When you’ve designed some of the most successful consumer electronics in modern history, where else can you look but up?
One of the many interesting tidbits in The New Yorker’s 17,000-word profile of Jony Ive surrounds his fascination with the Apollo space program and, yes, designing spacesuits. It doesn’t sound like the spacesuit itself was what inspired Apple’s top designer as much as the process that went into it.
Ive mentions he’s been watching the old Discovery channel series Moon Machine about the challenges facing the Apollo program. NASA designers had no idea what goals they even needed to meet for the suit, but built up to the final design with invention after invention until they got it right.

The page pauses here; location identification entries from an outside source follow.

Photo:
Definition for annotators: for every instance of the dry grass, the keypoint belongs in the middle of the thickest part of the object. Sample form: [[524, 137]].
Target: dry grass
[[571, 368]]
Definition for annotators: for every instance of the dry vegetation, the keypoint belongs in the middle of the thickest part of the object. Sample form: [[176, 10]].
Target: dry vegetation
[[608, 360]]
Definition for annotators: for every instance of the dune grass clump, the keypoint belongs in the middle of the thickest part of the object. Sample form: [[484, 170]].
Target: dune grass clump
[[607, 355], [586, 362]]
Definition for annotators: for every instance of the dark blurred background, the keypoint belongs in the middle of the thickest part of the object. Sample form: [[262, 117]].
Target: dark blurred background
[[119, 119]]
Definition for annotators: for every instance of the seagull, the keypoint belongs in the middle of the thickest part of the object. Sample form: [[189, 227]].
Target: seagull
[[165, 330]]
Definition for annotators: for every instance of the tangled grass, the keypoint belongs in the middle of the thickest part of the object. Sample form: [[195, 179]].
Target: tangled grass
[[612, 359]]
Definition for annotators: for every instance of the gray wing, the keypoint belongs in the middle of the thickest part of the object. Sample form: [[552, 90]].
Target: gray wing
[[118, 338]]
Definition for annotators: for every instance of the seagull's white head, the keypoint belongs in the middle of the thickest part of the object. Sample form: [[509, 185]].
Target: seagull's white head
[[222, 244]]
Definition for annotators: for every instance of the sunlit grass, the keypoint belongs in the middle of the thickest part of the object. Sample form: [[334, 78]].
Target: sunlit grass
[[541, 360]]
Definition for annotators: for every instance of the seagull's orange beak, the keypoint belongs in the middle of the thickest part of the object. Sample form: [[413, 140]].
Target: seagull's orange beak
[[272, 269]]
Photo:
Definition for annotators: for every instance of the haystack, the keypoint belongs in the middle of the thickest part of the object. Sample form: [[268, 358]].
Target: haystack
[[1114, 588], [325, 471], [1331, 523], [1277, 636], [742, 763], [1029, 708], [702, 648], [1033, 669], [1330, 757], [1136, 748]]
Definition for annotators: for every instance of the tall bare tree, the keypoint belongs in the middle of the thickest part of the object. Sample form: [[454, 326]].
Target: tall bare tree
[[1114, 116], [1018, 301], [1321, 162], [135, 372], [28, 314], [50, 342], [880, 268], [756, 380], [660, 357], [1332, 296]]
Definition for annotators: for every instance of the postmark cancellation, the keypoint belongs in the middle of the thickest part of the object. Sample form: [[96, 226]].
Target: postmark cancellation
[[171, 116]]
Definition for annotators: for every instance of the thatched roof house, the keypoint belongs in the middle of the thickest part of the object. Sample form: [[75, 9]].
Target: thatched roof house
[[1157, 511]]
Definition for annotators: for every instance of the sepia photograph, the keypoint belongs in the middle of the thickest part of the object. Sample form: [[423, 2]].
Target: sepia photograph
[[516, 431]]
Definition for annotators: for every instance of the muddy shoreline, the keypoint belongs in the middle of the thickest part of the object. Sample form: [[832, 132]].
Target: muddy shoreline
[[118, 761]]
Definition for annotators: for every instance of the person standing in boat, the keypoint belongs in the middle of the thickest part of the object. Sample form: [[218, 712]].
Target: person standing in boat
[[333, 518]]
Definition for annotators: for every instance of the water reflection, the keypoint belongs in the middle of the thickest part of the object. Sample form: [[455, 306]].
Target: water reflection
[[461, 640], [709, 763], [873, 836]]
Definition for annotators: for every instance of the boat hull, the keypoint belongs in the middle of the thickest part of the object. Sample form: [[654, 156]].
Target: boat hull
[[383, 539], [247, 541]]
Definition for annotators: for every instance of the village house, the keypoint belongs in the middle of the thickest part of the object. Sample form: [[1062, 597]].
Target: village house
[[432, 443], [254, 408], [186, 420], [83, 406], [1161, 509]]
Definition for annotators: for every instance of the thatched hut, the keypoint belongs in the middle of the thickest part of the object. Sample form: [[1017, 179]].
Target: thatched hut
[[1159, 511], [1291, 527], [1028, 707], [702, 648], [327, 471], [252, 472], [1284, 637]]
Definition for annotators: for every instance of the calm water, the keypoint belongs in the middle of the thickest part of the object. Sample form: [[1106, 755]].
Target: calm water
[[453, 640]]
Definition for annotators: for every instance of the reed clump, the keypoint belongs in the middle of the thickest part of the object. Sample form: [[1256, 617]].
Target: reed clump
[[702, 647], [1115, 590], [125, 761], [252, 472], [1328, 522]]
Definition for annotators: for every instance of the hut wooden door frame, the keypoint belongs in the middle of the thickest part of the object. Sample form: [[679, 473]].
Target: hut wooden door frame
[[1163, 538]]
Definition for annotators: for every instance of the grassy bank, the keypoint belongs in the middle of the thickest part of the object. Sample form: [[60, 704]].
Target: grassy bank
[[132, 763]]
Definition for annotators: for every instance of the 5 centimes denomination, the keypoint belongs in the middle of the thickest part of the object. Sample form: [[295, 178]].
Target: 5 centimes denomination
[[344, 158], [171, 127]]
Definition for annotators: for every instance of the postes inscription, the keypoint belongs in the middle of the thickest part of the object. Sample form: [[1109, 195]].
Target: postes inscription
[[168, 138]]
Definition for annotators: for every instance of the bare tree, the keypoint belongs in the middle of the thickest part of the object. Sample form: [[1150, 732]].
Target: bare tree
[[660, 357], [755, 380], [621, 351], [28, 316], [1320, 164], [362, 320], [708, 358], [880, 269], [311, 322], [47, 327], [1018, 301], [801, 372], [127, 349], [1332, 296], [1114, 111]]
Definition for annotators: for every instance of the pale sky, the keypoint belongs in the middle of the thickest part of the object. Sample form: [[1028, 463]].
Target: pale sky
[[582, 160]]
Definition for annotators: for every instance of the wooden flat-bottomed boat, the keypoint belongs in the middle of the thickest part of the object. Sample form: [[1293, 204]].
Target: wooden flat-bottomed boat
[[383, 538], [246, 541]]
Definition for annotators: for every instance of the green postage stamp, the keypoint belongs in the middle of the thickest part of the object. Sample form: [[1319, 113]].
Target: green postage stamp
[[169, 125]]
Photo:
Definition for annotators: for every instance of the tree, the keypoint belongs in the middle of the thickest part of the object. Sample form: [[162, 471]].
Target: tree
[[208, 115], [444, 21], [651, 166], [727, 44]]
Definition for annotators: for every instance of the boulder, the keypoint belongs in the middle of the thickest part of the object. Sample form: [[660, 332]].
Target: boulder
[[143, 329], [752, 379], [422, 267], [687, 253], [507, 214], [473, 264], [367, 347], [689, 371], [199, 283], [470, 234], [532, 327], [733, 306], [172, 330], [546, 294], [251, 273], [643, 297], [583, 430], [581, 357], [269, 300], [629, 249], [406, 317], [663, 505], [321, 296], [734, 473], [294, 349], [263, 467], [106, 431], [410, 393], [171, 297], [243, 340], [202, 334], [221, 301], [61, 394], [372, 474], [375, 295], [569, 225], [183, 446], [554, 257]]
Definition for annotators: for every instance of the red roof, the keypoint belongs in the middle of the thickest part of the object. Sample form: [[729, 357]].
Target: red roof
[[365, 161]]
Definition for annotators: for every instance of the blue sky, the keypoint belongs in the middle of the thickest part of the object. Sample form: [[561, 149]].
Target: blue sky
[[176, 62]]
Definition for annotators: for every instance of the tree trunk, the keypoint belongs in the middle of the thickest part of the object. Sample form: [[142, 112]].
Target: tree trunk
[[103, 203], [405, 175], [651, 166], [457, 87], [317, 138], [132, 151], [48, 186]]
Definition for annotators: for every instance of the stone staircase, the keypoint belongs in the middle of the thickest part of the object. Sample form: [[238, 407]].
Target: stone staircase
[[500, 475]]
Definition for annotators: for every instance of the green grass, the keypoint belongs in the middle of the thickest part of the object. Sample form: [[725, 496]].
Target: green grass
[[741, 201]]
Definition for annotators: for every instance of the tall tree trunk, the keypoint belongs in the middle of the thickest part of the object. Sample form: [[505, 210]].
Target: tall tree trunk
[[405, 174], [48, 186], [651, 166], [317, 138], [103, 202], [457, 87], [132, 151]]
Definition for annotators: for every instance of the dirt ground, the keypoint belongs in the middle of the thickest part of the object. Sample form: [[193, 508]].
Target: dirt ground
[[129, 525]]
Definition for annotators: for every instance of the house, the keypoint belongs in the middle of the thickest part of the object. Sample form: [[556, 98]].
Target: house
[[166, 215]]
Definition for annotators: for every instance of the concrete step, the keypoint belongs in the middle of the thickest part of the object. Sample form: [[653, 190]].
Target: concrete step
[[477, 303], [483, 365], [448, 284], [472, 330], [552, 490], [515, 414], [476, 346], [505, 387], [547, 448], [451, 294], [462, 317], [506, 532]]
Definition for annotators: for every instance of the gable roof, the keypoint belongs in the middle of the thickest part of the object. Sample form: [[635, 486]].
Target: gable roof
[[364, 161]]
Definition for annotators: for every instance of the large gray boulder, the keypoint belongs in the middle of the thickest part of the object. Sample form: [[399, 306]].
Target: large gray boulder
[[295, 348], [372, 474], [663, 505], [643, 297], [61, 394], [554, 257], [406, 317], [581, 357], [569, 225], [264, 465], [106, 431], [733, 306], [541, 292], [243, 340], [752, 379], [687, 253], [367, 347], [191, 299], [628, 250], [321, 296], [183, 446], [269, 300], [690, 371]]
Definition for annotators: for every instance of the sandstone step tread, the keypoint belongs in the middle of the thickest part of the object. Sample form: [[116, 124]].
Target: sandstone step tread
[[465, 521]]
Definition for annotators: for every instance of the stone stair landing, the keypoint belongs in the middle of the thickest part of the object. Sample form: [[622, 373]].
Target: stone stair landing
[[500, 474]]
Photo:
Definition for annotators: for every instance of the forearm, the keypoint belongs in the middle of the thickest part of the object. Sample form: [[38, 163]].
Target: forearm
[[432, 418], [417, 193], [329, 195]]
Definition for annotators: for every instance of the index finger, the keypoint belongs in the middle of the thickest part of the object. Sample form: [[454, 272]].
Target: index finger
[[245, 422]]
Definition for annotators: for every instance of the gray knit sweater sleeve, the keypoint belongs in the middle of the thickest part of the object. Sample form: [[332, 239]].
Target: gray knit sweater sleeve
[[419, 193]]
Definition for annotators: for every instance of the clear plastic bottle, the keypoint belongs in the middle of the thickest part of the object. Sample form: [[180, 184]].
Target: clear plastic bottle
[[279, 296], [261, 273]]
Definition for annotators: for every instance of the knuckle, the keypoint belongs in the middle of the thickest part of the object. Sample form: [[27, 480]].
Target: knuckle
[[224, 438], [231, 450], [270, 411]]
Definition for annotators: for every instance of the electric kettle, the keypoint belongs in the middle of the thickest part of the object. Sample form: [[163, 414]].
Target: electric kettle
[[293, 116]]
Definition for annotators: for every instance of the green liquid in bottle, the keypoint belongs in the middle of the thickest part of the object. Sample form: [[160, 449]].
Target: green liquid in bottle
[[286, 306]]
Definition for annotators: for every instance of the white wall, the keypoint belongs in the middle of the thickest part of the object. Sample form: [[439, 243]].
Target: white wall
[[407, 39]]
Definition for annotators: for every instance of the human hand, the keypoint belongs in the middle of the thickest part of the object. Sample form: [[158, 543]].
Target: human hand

An anecdote from The New Yorker’s time in Ive’s hallowed design studio (emphasis added):
Back in the main room, Ive noted that he’d been watching “Moon Machines,” an old Discovery Channel series about the Apollo program. “There was the realization we needed to develop a spacesuit, but it was hard to even know what the goals should be,” he said. And then he linked the studio’s work to NASA’s: like the Apollo program, the creation of Apple products required “invention after invention after invention that you would never be conscious of, but that was necessary to do something that was new.”
Here’s the clip from Moon Machines Ive is talking about.
The shared ideological connection Ive could make with Apple and NASA is a bit of a stretch, but understandable. But coming to the “realization we needed to develop a spacesuit?” WTF?
OK, Apple is obviously not getting into space exploration anytime soon. Ive is talking about how it takes tons of innovative steps to make something that’s truly revolutionary and unthinkable. That kind of thinking will certainly come in handy when it comes to making an Apple car.